Aleksey Rybnikov, the General Director of Russia's largest stock exchange MICEX, has told Russia Today that although investors are being buffetted, he expects growth to continue in the Russian market.

“The Russian market is currently following this spiral downwards but everybody hopes that given the state of the Russian economy,  the robustness of the Russian economy and the fact that it's growing fast and growing healthily that this year will be another good year for the Russian capital markets,” he said.

“Maybe the growth will not be as fast as in the past but at the end of the day capital markets are the reflection of the state of the economy. If we expect the economy to continue to grow – which is the overall view on Russia today – then of course the capital markets will follow, and I think investors will realise that too.”

Analysts are still expecting the RTS to reach the 3000 mark this year. They are looking towards domestic plays as strong investment into Russia’s booming infrastructure and consumer industries outweighs a weakening global environment.

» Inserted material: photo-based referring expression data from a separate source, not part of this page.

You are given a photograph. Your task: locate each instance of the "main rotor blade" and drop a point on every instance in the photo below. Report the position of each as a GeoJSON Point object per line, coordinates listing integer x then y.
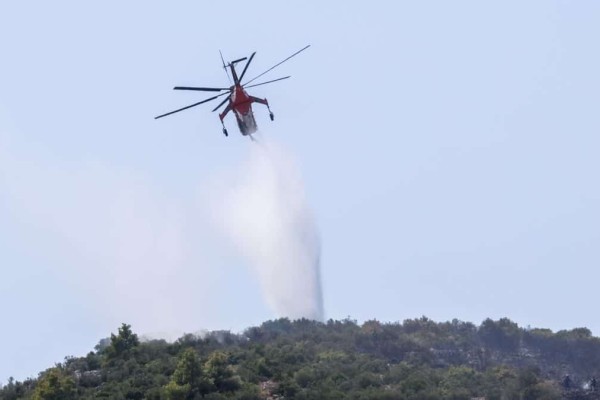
{"type": "Point", "coordinates": [190, 106]}
{"type": "Point", "coordinates": [199, 89]}
{"type": "Point", "coordinates": [264, 83]}
{"type": "Point", "coordinates": [225, 67]}
{"type": "Point", "coordinates": [278, 64]}
{"type": "Point", "coordinates": [246, 67]}
{"type": "Point", "coordinates": [221, 103]}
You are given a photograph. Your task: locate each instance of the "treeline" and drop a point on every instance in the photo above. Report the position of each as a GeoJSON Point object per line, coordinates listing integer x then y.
{"type": "Point", "coordinates": [303, 359]}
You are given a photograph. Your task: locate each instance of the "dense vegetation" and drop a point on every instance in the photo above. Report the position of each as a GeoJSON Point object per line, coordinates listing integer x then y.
{"type": "Point", "coordinates": [283, 359]}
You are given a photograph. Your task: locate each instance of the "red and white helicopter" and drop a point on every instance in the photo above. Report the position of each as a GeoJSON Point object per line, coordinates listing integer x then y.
{"type": "Point", "coordinates": [239, 101]}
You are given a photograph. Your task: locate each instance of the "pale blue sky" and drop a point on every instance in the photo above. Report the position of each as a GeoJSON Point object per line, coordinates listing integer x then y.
{"type": "Point", "coordinates": [449, 151]}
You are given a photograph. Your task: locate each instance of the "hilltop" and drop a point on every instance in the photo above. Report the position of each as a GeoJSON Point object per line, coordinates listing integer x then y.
{"type": "Point", "coordinates": [303, 359]}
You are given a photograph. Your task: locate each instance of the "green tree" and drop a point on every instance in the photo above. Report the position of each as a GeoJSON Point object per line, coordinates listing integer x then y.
{"type": "Point", "coordinates": [54, 385]}
{"type": "Point", "coordinates": [219, 371]}
{"type": "Point", "coordinates": [188, 380]}
{"type": "Point", "coordinates": [123, 342]}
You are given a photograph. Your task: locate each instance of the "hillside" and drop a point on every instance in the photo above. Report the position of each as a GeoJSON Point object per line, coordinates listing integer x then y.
{"type": "Point", "coordinates": [282, 359]}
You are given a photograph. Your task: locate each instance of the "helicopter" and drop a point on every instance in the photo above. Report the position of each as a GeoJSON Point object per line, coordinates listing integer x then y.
{"type": "Point", "coordinates": [239, 101]}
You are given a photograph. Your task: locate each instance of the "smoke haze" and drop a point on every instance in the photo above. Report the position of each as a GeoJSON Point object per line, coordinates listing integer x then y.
{"type": "Point", "coordinates": [267, 217]}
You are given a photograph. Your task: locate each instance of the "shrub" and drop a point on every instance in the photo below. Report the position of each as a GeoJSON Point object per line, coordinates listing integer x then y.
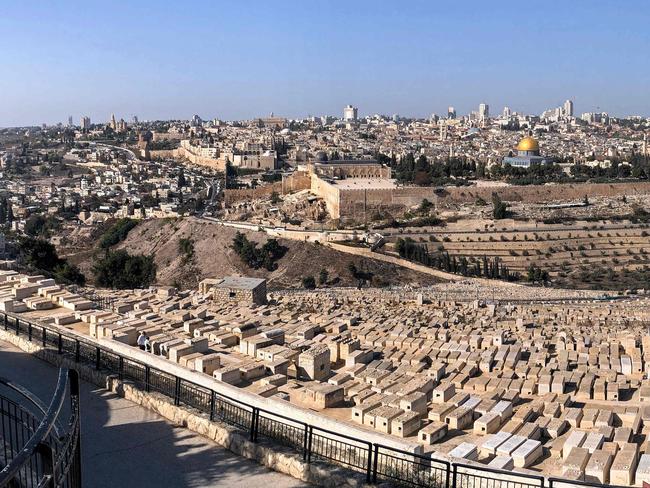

“We've seen it last year, the main effect was though capital outflows from Russia. These capital outflows from Russia on the part of foreign investors has led to lower levels of liquidity on Russian markets and that certainly had a negative effect on the performance of stock market but Russia still is vulnerable to the problems of the world economy but less so than the than other emerging markets because it has so strong macro economically,” analyzed Yaroslav Lissovolik, chief economist at Deutsche Bank Moscow.